突然の豪雨。今夜は傘を持っていなかった。隣の声もよく聞こえないほどの大雨だったので、駅で雨宿りすることにした。暫くしてふと気がついたことがあり、ボクは激しい雨の中歩いて帰ることにした。
「雨に濡れるから、どうだと言うのだろう」
ずぶ濡れになったところで、今のボクが脅威に感じることは何かあるだろうか。おセンチが過ぎるようだが、実際、特になかった。今考えれば、いくつかの精密機器は壊れてしまう可能性もあったし、おまけに、ボクが住む街に降る雨は、悪い煙をたくさん吸い上げた東京の空のお隣りさんなので、成分的にそんなにきれいなものじゃないのだろうが、今夜はそんなこともどうでも良かったのだ。ボクは生まれてこの方、雨に濡れて風邪をひいたような経験もないし、幸か不幸か、今夜は眼鏡じゃなくコンタクトレンズだった。だから、一時間前のボクは、とにかく帰ることにした。雨宿りをする人の群れから抜け出して、大雨の騒音の中を家まで歩きはじめることにした。

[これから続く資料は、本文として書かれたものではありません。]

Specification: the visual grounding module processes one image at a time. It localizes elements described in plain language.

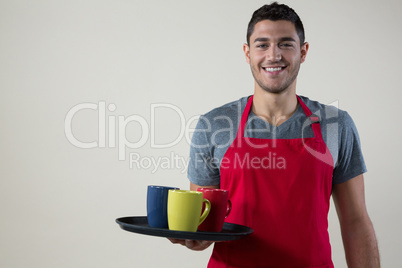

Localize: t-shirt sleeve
[333,111,367,184]
[187,116,220,186]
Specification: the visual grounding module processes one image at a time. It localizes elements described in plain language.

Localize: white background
[0,0,402,268]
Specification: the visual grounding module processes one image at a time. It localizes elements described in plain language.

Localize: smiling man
[171,3,380,268]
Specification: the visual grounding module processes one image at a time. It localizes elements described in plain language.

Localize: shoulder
[299,96,353,128]
[199,96,248,129]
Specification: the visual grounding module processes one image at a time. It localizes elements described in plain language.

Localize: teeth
[264,67,282,72]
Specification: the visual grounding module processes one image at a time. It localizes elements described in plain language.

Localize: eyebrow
[254,37,296,43]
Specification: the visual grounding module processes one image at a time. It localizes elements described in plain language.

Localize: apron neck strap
[237,95,322,139]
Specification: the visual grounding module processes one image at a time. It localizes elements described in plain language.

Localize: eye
[257,44,268,48]
[279,43,293,48]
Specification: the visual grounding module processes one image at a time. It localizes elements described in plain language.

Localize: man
[171,2,380,268]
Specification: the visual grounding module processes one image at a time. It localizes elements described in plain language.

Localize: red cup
[197,188,232,232]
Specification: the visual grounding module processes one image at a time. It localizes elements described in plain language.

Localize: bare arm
[332,175,380,268]
[168,182,219,250]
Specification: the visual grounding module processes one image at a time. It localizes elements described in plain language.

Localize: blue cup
[147,185,180,228]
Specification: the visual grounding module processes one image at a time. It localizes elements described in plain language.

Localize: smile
[263,67,286,73]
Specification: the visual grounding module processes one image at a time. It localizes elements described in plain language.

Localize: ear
[243,43,250,64]
[300,42,310,63]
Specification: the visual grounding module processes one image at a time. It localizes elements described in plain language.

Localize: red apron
[208,96,334,268]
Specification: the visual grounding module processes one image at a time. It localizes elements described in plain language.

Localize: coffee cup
[168,190,211,232]
[147,185,179,228]
[197,188,232,232]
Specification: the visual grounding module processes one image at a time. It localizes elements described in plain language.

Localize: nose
[266,46,282,62]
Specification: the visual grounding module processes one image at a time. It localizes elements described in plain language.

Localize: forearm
[341,216,380,268]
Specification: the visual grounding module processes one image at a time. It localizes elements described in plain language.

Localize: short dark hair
[247,2,304,46]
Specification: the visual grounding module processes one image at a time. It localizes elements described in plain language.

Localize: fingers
[168,238,213,251]
[186,240,213,251]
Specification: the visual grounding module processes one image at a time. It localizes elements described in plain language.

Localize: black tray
[116,217,253,241]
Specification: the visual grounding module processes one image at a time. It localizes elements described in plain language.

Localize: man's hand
[168,238,213,251]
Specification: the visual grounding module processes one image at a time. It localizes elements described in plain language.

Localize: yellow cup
[168,190,211,232]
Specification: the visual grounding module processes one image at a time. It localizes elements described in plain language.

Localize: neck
[251,87,298,126]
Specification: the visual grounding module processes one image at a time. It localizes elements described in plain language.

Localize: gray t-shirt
[187,96,367,186]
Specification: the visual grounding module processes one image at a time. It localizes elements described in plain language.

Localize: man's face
[243,20,308,94]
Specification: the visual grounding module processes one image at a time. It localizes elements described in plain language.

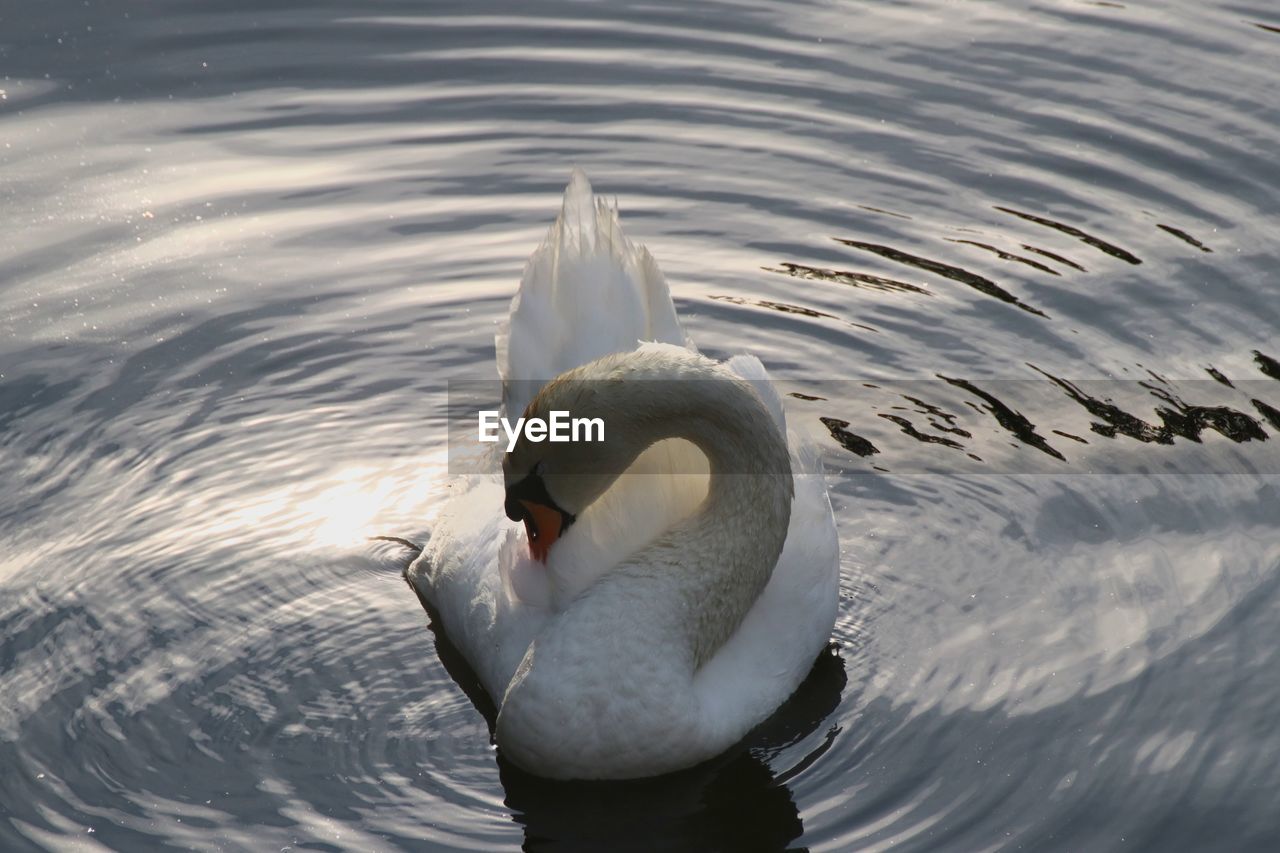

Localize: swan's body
[408,173,838,779]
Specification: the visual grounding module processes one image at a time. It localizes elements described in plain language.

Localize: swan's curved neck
[596,371,792,669]
[497,351,792,777]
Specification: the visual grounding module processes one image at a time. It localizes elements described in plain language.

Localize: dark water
[0,0,1280,850]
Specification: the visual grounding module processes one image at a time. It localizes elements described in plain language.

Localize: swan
[406,170,838,779]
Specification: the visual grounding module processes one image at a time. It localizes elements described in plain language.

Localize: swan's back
[497,169,691,416]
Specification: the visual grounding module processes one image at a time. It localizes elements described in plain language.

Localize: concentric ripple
[0,0,1280,850]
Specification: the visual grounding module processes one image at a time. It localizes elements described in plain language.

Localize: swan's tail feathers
[497,169,692,415]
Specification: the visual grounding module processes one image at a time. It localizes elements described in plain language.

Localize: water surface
[0,0,1280,850]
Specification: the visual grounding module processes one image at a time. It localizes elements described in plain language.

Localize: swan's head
[502,374,632,562]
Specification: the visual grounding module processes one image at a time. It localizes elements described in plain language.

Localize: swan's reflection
[411,578,846,852]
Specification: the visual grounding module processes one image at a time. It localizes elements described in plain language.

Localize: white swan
[407,172,838,779]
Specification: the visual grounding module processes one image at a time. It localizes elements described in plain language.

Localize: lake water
[0,0,1280,850]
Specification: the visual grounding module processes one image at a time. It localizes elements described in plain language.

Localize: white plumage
[408,172,838,777]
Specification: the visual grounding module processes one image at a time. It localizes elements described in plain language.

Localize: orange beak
[520,501,561,565]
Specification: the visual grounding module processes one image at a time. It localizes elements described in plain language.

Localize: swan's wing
[495,169,691,416]
[407,476,550,703]
[694,435,840,736]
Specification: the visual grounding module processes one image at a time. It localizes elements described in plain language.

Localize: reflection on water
[0,0,1280,850]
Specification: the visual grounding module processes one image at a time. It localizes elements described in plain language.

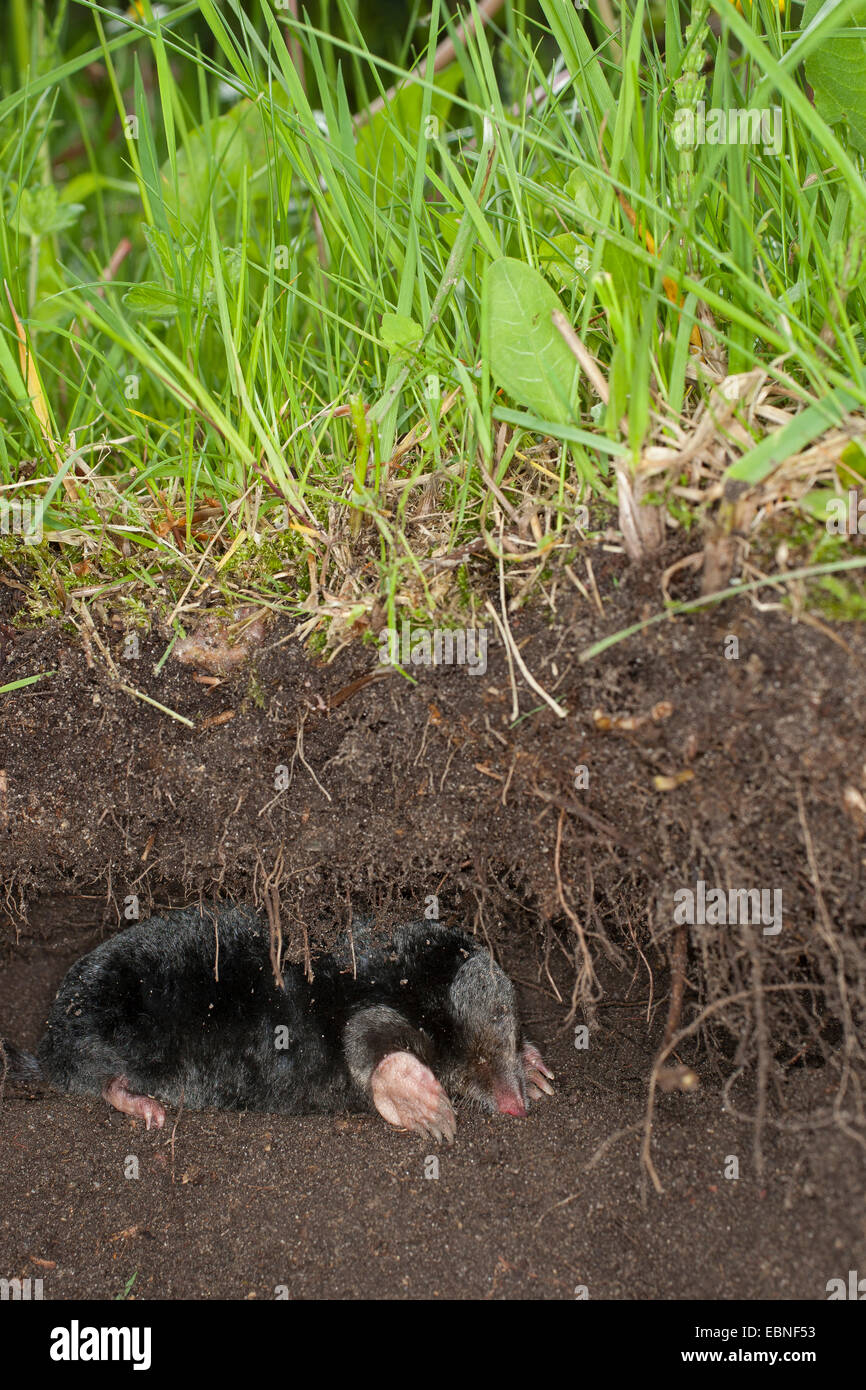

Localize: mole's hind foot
[103,1076,165,1129]
[523,1043,553,1101]
[371,1052,457,1144]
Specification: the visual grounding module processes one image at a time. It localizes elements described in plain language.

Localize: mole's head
[449,951,528,1115]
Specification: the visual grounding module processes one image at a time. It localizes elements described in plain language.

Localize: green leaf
[481,256,578,424]
[801,0,866,154]
[11,183,85,236]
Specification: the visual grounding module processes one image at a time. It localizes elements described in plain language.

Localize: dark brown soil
[0,536,866,1298]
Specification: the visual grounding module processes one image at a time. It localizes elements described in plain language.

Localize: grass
[0,0,866,646]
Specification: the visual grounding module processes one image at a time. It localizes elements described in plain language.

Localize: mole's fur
[4,906,552,1141]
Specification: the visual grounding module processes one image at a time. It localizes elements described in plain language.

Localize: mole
[0,905,553,1144]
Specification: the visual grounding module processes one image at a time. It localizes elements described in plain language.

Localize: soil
[0,536,866,1298]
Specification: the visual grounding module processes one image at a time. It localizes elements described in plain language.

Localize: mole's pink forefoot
[371,1052,457,1144]
[103,1076,165,1129]
[523,1043,553,1101]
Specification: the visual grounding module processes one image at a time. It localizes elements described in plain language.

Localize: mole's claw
[103,1076,165,1129]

小学生以来の正真正銘、濡れ鼠。あの時も台風の季節だったような気がする。母親が買ってくれた黄色い自分の傘を勢いよく振り下ろし、逆さ傘にして、雨水を溜めて喜び、脱帽した黄色い通学帽を雨を汲むバケツ代わりにして、下校仲間の友人に雨をかけてふざけたりしたものだ。 今夜のボクはといえば「水はこんなに重たいんだなあ」とか、「服のまま海に落ちた時は こんな感じだったなあ」とか、至って単純な感想をいだきながら、身につけていた布という布がピタピタと身体にまとわりついた無様な格好で、大雨の夜道を歩いた。いつもの帰り道よりも時間をかけて、ゆっくりゆっくり歩いて帰った。
これといってドラマチックな感傷はなかった。スニーカーが水を含んでガッポンガッポン話していただけ。これといって物語も生まれなかった。パーマをかけたボクの髪がラーメンのようにただ縮れたというだけ。ただ大雨の中、馬鹿みたいに濡れて帰ったというだけの話。家に帰りついたボクは、玄関先で黙って身体の雨を拭い、そのまま風呂に入った。
さっきまで遅い夕飯を食べていた。そしてこれを書き終えたら、今夜も眠ろうと思っている。